In three seasons with the Ravens, Brown averaged 65 receptions, 787 yards, and 7 touchdowns, with his catches and yardage going up each year, culminating in last year’s 91-1,008-6 performance. Despite working as their No. 1 receiver, Baltimore was willing to flip Brown, who still has two years remaining on his rookie deal, for a first-round pick on draft night. He’ll step into the WR1 role in Arizona while Hopkins is suspended, and then we’ll see how things shake out between the tandem.

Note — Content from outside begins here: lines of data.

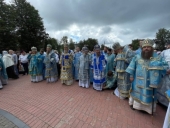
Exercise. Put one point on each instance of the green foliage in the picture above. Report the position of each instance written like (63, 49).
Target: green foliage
(102, 46)
(8, 38)
(162, 36)
(29, 25)
(135, 44)
(21, 27)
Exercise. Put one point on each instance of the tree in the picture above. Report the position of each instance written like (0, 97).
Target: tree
(135, 44)
(29, 26)
(7, 27)
(162, 36)
(64, 40)
(102, 46)
(71, 44)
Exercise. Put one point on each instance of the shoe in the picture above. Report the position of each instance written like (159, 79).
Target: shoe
(131, 106)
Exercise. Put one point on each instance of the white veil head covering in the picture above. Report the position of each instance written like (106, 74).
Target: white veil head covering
(4, 52)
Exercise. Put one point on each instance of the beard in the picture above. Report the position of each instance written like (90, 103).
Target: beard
(147, 54)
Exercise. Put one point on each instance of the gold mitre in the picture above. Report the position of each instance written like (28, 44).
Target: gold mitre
(34, 48)
(49, 45)
(147, 42)
(65, 45)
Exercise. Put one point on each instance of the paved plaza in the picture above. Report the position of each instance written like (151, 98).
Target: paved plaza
(53, 105)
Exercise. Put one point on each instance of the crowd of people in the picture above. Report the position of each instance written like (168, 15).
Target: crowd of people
(142, 76)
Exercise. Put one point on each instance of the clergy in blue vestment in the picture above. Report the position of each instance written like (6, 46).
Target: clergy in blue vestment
(122, 60)
(98, 66)
(76, 63)
(167, 117)
(51, 72)
(3, 74)
(104, 52)
(43, 65)
(110, 61)
(165, 82)
(139, 50)
(84, 68)
(66, 61)
(35, 65)
(91, 71)
(145, 73)
(110, 80)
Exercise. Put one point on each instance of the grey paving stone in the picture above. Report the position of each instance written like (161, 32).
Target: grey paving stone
(7, 120)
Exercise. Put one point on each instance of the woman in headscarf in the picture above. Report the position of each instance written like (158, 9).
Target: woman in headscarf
(9, 65)
(3, 74)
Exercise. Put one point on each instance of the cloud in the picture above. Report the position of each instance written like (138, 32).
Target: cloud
(111, 20)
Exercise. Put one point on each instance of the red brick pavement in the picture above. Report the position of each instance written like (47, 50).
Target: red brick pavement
(42, 105)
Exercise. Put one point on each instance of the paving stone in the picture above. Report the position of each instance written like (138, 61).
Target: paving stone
(43, 105)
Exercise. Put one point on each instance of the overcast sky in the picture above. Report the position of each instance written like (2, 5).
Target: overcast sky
(105, 20)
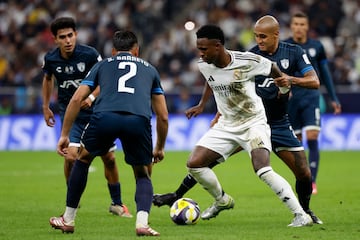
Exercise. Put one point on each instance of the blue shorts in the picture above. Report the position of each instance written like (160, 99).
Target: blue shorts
(304, 113)
(283, 136)
(133, 131)
(76, 131)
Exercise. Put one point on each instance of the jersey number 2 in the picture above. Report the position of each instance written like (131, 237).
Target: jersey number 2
(126, 76)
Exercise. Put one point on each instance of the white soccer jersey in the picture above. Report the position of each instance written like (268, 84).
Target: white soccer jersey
(234, 88)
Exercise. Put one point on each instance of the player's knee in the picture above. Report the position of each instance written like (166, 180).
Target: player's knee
(70, 158)
(109, 163)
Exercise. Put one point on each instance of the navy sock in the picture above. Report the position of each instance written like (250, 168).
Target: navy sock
(143, 194)
(115, 193)
(77, 183)
(185, 186)
(314, 157)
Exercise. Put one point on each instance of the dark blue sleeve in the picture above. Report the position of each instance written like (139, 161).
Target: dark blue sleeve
(91, 79)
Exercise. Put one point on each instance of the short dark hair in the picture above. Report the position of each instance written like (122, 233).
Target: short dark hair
(61, 23)
(124, 40)
(211, 32)
(300, 14)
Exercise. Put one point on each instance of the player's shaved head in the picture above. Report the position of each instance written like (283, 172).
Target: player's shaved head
(269, 23)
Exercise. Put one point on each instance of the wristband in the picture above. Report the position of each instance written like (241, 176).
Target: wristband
(92, 97)
(284, 90)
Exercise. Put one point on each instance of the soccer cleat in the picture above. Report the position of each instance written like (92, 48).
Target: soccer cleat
(121, 211)
(164, 199)
(315, 219)
(314, 188)
(301, 220)
(146, 231)
(216, 208)
(59, 223)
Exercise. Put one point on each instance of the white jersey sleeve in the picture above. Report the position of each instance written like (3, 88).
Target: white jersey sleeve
(234, 88)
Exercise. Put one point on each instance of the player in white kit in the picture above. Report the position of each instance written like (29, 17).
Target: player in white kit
(243, 123)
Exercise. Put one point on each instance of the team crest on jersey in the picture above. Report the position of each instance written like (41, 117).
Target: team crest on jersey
(284, 63)
(312, 52)
(69, 69)
(81, 66)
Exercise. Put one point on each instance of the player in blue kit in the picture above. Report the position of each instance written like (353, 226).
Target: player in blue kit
(130, 90)
(68, 64)
(304, 106)
(289, 58)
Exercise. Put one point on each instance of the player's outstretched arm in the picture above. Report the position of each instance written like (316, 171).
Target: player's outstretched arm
(162, 122)
(196, 110)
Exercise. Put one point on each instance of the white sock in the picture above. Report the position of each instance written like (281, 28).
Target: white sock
(281, 188)
(208, 180)
(142, 219)
(70, 214)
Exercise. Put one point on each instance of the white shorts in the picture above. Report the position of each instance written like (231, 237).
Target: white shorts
(225, 142)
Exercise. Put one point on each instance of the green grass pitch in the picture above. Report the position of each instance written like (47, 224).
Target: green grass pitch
(32, 189)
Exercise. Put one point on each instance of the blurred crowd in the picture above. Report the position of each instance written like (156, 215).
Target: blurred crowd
(165, 42)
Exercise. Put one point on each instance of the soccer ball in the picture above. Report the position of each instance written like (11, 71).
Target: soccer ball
(185, 211)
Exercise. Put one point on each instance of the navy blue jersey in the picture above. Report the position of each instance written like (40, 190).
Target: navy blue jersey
(70, 72)
(316, 54)
(126, 84)
(290, 59)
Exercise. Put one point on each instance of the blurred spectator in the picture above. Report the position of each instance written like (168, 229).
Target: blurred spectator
(25, 36)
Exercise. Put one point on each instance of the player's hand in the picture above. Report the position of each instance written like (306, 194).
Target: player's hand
(283, 81)
(194, 111)
(49, 117)
(337, 107)
(85, 104)
(158, 155)
(62, 145)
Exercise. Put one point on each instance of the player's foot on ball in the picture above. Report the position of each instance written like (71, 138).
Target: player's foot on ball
(164, 199)
(315, 219)
(301, 220)
(217, 207)
(146, 231)
(121, 211)
(59, 223)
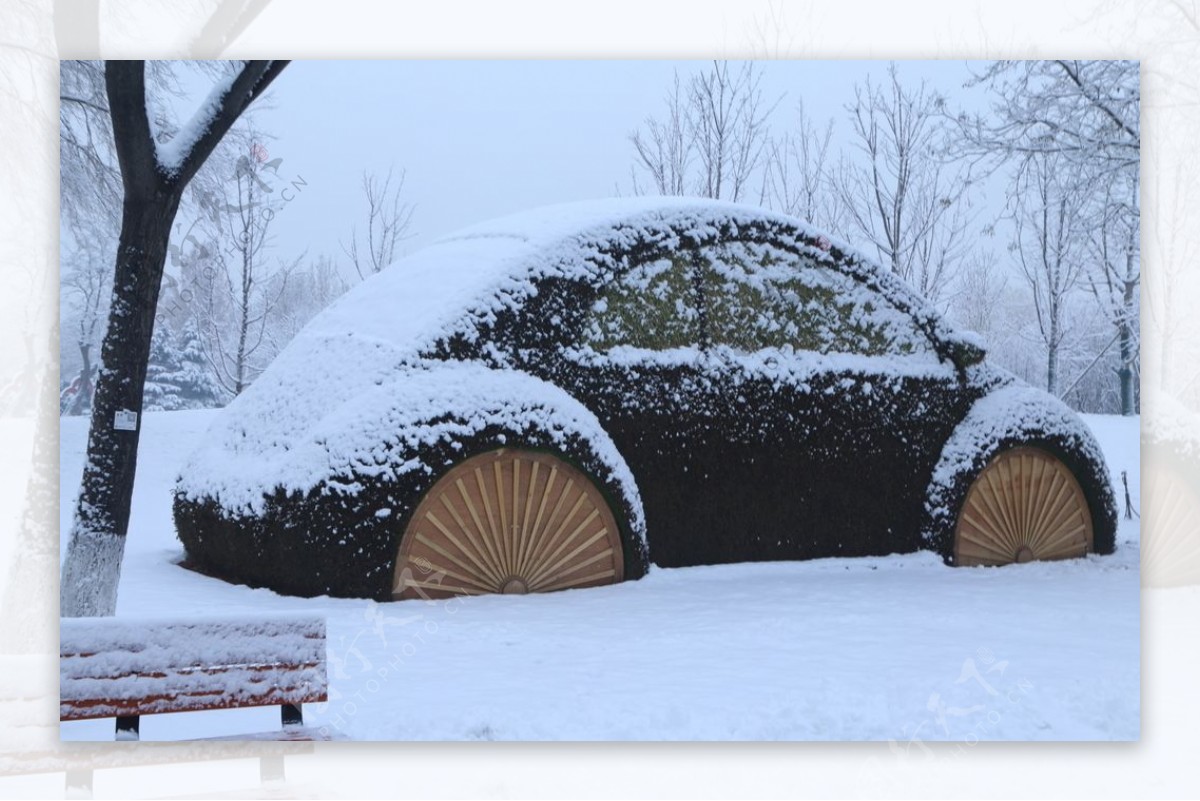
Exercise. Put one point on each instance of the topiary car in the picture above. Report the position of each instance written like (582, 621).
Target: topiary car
(558, 398)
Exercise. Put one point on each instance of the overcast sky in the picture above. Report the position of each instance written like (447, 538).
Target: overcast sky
(485, 138)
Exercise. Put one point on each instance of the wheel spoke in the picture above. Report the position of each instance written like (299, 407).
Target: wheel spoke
(509, 521)
(1024, 503)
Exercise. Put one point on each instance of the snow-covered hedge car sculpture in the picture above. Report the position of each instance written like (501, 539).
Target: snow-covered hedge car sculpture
(558, 398)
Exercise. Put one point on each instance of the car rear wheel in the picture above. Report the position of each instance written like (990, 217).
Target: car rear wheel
(1024, 505)
(509, 522)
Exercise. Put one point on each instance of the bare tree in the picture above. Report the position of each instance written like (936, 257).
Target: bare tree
(665, 148)
(729, 125)
(1087, 113)
(307, 290)
(1084, 119)
(154, 175)
(899, 193)
(1115, 277)
(240, 299)
(798, 174)
(1048, 218)
(85, 288)
(389, 218)
(713, 136)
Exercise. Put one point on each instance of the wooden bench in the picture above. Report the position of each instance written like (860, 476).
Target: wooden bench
(125, 668)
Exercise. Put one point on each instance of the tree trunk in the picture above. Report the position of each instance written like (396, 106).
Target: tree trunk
(1125, 373)
(83, 395)
(102, 516)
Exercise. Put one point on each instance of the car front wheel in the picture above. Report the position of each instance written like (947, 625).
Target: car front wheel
(509, 521)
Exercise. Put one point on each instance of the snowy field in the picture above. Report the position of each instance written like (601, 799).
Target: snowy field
(898, 648)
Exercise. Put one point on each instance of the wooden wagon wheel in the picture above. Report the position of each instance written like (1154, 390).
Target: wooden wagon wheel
(510, 522)
(1024, 505)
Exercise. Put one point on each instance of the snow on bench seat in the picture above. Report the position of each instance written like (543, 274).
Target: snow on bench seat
(125, 668)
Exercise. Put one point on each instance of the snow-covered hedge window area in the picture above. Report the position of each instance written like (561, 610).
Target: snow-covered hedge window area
(761, 296)
(749, 296)
(654, 305)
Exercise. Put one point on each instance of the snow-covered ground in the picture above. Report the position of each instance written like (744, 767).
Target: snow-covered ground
(898, 648)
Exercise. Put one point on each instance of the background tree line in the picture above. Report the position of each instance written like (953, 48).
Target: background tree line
(1020, 222)
(1049, 273)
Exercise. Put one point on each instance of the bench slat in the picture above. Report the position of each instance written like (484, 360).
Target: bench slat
(117, 667)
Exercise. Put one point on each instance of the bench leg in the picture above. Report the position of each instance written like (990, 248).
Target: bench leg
(292, 715)
(127, 728)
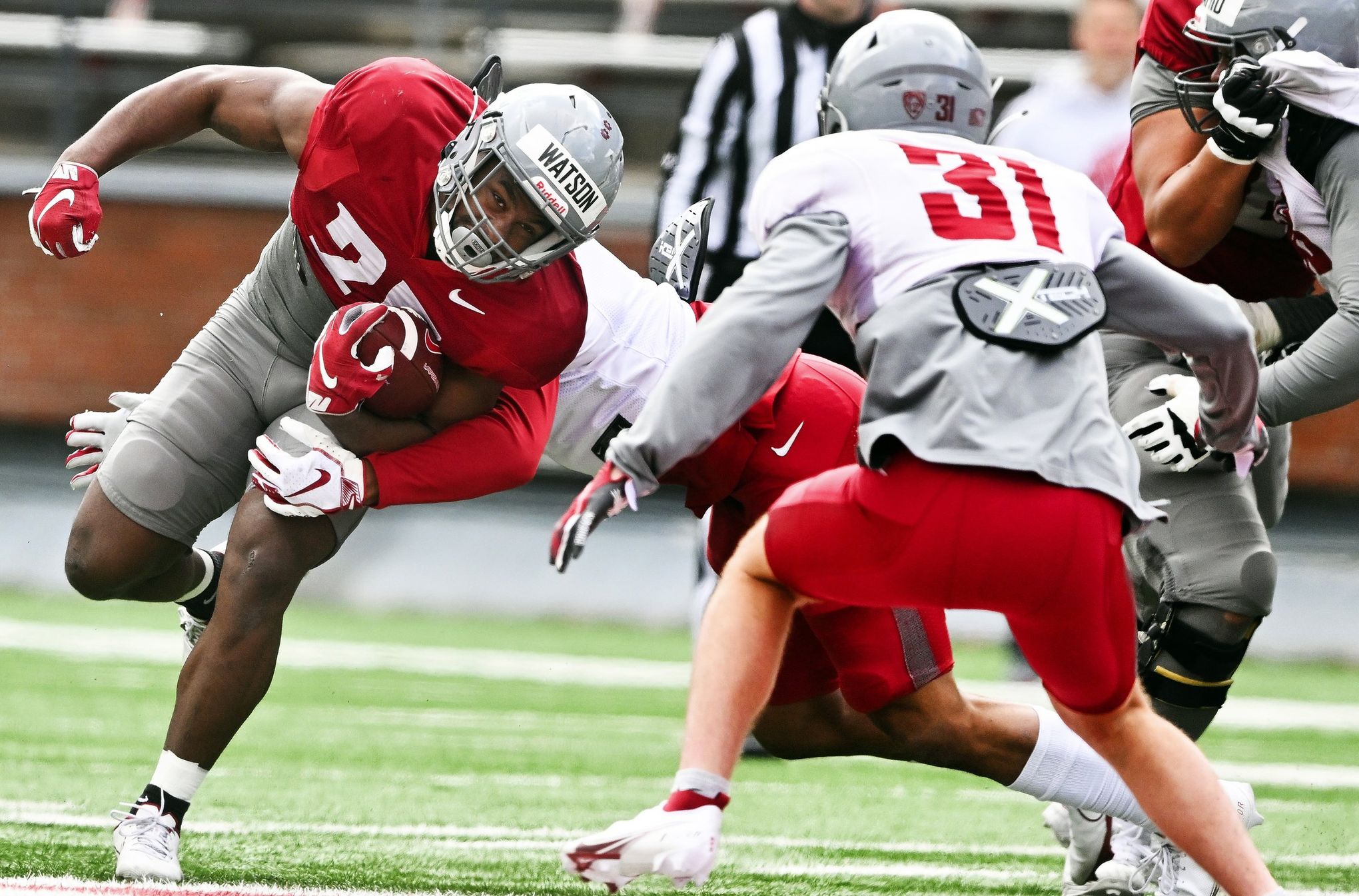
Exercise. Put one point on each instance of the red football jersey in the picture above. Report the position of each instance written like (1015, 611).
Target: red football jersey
(1245, 264)
(362, 207)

One thing working in Brown’s favor is that he and Murray were teammates at Oklahoma, so they won’t be starting from scratch in terms of familiarity. Having those six games without the incumbent WR1 around should also help facilitate any learning curve Brown might face transitioning into Kliff Kingsbury’s offense. Brown feels well suited as a high-end WR3, but if he gets off to a great start don’t hesitate to sell high if you can acquire someone more bulletproof in return.

WR Rondale Moore
(2021 WR Rank - No.80, 7.9 FPts/G)

Moore turned 72 combined touches as a rookie into 511 yards and a touchdown. The undersized wideout rarely did anything beyond the line of scrimmage in terms of running routes, but after a year in the system we could see an expanded role. He has excellent speed and elusiveness, and he’s more likely to deliver fantasy upside than another wideout down the depth chart like A.J. Green. Moore should be a watch list candidate in most formats, but those in deeper leagues might consider taking a late-round flier on his unique skill set.

TE Zach Ertz
(2021 TE Rank - No.10, 10.6 FPts/G)

Ertz was a nice acquisition for the Cardinals, posting a 56-574-3 line in 11 games after coming over from the Eagles. That earned the veteran a three-year deal with the club. Entering his age-32 season, Ertz may be on the downside of his career, but he’s still a reliable volume target that has topped 70 receptions in six of his last seven seasons.

There will be competition for snaps, however, as Ertz is joined in the tight end room by second-round pick Trey McBride and Maxx Williams, who’d put together a couple of big games before suffering a torn ACL in Week 5, which led to the Ertz trade. Neither player is likely to overtake Ertz, but they could siphon away production. That leaves Ertz as a borderline top-10 option with some downside.